Мы насмешливо обернулись… Коричневая его курточка на фоне «слоновой кости» стены словно изменила цвет, засветилась. На улице было тёмно-серо, окна были замазаны тьмой — а тут вдруг, непонятно откуда взявшись, горели два цвета!
Один только Шаренков не видел этого, его обычная обида перекосила лицо — но тут же были и волнение, и растерянность… обычное туповато-злобное движение его челюсти справа-налево замедлилось, лицо слегка отмякло. Может — это был первый, а может, и последний раз в его жизни, когда бытие его стало художественным. Повлияло ли это на дальнейшую его жизнь? Помнит ли он сейчас, через более чем четыре десятилетия, этот момент — или я последний на земле, кто это видит?
Главное, что отдельно от стены его курточка выглядела грубой, цвета дурацкого, видимо, женского… могло ли одно это мгновение победить остальные? Жизнь дала и ему возможность просиять — но неужели всего лишь раз?

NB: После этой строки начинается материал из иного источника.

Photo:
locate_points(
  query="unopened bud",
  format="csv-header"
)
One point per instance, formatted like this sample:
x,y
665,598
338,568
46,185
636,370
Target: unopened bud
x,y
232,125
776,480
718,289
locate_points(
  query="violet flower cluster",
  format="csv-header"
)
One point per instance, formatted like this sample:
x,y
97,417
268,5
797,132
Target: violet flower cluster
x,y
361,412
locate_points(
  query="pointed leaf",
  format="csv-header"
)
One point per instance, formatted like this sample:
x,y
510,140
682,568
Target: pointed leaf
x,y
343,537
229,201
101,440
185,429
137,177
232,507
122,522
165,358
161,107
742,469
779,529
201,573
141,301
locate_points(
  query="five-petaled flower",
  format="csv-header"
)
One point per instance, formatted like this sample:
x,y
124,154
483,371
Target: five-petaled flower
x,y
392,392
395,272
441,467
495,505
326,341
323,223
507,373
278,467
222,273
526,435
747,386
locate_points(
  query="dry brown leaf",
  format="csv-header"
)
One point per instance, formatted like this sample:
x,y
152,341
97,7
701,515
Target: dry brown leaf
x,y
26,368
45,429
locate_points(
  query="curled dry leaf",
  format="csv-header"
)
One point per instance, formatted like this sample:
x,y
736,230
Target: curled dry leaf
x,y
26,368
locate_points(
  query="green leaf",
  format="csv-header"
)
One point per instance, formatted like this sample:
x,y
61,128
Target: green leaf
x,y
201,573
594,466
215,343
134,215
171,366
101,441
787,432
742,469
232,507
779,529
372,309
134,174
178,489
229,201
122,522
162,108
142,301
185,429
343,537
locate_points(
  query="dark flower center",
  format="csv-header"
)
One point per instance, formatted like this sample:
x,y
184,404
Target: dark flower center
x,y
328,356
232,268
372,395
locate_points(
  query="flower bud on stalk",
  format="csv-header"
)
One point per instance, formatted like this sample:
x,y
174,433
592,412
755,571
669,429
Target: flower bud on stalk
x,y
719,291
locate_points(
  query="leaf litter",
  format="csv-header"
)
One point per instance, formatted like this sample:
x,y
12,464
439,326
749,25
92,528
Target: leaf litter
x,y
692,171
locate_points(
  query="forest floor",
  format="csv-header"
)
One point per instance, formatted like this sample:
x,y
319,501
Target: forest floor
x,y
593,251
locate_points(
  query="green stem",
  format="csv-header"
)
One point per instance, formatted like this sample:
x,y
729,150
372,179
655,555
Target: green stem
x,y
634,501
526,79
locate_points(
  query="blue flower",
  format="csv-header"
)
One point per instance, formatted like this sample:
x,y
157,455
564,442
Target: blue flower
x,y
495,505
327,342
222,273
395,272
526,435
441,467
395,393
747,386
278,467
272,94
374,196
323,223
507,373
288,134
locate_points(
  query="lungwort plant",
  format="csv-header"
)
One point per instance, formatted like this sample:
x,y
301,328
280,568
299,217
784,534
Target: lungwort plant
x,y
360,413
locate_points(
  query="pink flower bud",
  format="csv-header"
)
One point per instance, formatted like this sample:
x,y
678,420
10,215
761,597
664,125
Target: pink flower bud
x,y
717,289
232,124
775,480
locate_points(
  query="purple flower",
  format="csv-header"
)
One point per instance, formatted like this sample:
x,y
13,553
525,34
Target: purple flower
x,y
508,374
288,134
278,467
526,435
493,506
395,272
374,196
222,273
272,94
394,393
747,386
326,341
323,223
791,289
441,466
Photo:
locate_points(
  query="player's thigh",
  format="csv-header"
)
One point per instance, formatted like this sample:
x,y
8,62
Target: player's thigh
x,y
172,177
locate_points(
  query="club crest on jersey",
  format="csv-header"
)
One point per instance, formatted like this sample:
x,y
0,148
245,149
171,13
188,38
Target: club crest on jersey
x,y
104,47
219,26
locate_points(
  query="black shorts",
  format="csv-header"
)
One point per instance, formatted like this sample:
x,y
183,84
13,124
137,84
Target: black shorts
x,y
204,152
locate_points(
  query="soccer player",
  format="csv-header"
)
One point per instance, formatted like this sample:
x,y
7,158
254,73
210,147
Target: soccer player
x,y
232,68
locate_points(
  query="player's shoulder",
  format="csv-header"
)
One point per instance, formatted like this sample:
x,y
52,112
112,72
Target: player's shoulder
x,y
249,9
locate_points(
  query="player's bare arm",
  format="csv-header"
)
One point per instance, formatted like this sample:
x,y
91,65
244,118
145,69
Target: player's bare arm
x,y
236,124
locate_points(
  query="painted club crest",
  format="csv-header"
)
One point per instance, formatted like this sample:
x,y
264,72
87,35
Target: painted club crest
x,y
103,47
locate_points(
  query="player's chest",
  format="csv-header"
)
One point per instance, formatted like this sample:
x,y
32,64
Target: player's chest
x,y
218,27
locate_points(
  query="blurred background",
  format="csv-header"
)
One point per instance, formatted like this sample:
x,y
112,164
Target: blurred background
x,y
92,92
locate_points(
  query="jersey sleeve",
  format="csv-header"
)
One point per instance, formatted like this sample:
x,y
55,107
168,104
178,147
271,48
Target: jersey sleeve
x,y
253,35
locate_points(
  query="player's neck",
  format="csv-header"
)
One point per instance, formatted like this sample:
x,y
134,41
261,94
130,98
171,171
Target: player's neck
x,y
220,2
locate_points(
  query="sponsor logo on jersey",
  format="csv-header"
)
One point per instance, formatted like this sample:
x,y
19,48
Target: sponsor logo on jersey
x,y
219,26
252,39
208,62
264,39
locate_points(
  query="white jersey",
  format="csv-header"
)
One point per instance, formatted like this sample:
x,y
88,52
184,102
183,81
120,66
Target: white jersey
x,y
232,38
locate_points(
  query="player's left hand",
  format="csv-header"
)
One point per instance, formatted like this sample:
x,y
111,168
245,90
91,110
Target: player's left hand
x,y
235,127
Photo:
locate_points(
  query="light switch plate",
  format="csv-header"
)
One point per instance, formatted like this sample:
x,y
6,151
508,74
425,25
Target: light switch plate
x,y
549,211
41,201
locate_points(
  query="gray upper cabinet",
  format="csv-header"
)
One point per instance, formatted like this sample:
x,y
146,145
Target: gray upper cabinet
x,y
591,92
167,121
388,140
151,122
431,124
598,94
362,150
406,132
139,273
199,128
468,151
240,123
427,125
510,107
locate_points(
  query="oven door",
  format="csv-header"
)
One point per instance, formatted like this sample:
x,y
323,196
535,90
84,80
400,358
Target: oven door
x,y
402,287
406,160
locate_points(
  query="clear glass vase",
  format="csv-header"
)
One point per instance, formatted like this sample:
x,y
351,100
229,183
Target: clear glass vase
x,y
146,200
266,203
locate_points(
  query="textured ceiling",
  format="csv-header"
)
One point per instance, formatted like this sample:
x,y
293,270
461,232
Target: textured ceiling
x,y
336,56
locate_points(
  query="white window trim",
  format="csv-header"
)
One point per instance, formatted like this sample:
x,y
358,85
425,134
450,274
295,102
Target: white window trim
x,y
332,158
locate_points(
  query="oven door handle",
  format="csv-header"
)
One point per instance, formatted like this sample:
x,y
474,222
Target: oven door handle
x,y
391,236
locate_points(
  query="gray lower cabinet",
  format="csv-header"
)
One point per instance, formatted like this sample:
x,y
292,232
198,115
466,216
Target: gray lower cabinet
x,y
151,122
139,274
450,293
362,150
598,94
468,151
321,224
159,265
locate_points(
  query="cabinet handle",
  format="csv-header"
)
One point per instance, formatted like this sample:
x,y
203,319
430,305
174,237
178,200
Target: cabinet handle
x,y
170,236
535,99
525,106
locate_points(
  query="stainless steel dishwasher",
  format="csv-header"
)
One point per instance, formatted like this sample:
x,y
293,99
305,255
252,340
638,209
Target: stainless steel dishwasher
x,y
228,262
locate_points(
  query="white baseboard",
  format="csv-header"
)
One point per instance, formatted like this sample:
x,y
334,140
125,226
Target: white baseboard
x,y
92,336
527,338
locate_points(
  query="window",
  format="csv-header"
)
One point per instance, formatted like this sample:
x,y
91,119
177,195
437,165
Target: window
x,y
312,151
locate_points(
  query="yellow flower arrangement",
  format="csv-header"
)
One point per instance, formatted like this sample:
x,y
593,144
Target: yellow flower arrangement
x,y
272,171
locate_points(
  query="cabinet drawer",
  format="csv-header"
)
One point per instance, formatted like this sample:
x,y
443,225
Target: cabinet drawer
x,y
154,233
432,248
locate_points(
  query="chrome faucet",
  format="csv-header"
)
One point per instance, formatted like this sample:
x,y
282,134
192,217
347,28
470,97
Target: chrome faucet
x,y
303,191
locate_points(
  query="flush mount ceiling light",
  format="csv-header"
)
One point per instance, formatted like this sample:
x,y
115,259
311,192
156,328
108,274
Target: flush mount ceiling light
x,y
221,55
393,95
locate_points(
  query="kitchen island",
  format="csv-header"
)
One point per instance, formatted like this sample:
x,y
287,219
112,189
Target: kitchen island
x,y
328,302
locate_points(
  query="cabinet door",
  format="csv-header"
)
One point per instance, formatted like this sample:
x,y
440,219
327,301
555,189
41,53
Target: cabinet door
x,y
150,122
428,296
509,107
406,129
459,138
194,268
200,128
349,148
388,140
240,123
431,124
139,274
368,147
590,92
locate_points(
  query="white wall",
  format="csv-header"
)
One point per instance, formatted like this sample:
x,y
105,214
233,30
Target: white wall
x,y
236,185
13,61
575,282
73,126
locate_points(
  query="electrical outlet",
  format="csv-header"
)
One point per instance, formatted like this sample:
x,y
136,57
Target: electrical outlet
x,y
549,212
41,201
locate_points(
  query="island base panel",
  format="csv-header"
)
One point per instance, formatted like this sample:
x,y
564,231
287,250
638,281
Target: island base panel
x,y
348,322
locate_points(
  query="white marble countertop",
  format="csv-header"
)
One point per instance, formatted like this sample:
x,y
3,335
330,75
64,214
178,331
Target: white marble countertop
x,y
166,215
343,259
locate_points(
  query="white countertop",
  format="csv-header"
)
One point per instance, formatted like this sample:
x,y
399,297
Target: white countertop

Отдельно стоит другое воспоминание, связанное с одеждой — и ещё с чем-то, волнующим. В Пушкине, в каникулы мы соединились, благодаря знакомству родителей с моим ровесником Сашей Никольским — темноглазым, кудрявым, вздрагивающе-испуганным. Как понял я из его отрывочных фраз — его отношения с классом были ещё хуже, чем у меня, и 79 имели характер открытой войны, а точнее — побоища, чего мне, благодаря полной моей отрешённости, удалось избежать. На даче, на тихой улице за Московскими воротами Саша отходил, успокаивался, отдыхал, начинал понемножку делать то, чего хотелось именно ему. Я, всегда отдающий лидерство другому, даже такому скромному и забитому, как он, ему не мешал, он мог делать, что хотел — я с бодрой застывшей улыбкой следовал за ним. Для меня это тоже был летний подарок — ровесник, который не орёт и не дерётся, не заставляет делать то, что полагается, что делают «все настоящие парни». Любимым и, пожалуй, единственным увлечением моего друга было — «мочить трусы». С удивлением и недоумением вспоминаю это — куда это отнести, как квалифицировать? Понятия не имею!